Электронная книга - «La Fragancia De La Flor Del Café». Краткое содержание книги:

Brasil, año 1884. En el valle del río Paraíba, los terratenientes y sus familias llevan una vida lujosa y despreocupada gracias al trabajo de sus esclavos en las plantaciones de café. Vitória aspira a más, a mucho más. Vita, como todo el mundo la llama, es hija de uno de los más ricos «barones del café». Posee una belleza extraordinaria, es inteligente, hábil en los negocios, con un carácter fuerte e independiente, y es considerada el mejor partido del valle.
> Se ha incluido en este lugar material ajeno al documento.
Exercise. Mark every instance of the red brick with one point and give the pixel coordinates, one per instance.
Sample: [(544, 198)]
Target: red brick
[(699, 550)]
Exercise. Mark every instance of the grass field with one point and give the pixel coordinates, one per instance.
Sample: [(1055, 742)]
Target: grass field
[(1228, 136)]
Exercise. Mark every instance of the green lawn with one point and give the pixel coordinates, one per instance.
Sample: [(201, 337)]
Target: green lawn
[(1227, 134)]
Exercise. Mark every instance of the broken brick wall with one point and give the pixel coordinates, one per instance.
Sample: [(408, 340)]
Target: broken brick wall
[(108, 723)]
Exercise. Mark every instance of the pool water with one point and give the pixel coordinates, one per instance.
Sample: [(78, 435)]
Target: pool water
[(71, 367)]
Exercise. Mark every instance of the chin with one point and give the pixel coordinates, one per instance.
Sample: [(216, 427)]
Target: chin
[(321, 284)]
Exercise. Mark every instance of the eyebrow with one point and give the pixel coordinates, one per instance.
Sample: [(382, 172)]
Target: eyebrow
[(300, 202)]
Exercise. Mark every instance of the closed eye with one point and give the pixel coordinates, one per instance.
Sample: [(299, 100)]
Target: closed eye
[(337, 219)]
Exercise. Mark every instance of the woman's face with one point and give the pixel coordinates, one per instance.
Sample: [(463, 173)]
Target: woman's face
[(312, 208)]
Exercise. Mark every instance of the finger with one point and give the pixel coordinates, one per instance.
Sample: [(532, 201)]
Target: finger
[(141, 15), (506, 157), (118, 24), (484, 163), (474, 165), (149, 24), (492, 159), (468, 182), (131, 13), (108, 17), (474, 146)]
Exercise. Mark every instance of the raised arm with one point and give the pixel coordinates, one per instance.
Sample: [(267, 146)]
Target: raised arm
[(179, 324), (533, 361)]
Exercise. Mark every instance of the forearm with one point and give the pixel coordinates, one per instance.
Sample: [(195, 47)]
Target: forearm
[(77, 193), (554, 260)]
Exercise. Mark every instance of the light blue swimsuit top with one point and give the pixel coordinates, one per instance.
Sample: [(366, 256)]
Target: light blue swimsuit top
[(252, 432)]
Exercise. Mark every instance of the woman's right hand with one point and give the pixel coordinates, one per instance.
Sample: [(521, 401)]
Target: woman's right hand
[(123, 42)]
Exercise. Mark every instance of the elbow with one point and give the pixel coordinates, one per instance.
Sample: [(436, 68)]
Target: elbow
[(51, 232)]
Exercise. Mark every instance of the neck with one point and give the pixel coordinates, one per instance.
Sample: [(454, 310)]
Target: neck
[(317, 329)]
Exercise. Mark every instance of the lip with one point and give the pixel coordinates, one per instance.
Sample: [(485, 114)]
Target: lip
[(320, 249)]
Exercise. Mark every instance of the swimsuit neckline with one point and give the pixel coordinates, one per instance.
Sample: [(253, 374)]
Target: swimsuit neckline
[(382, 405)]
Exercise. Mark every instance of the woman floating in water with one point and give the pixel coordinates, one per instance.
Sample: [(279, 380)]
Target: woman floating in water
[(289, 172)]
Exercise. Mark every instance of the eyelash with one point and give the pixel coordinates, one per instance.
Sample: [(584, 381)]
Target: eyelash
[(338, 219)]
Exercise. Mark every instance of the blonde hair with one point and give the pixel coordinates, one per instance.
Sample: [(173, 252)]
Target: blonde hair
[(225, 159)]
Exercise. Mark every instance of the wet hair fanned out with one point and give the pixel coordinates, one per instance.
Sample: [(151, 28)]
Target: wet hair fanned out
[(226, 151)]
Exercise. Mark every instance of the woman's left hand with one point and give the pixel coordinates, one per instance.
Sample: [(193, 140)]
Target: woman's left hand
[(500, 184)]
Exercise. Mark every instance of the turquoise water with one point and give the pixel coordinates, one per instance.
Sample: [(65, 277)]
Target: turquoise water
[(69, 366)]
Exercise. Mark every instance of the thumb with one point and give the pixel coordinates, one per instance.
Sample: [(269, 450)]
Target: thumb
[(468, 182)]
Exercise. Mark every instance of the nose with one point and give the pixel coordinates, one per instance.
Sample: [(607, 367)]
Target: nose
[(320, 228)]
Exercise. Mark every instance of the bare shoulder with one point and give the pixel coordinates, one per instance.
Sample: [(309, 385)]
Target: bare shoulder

Cuando Vita conoce a León Castro, un periodista atractivo y enigmático, su vida cambia. León es abolicionista y lucha fervientemente contra la esclavitud y por lo tanto contra los intereses de la familia de Vita. A pesar de estas diferencias insuperables se enamoran perdidamente. Desde un inicio su amor está marcado por desencuentros. Una y otra vez los caminos de Vita y León se cruzan y se separan, pero ni el tiempo ni los reveses de la fortuna pueden con su pasión.
Ante el trasfondo del paradisíaco valle del río Paraíba y del pintoresco emporio de Río de Janeiro, de la época dorada de las plantaciones de café y de su ruina después de la abolición de la esclavitud, tienen lugar la saga de una familia de hacenderos y la historia de un gran amor…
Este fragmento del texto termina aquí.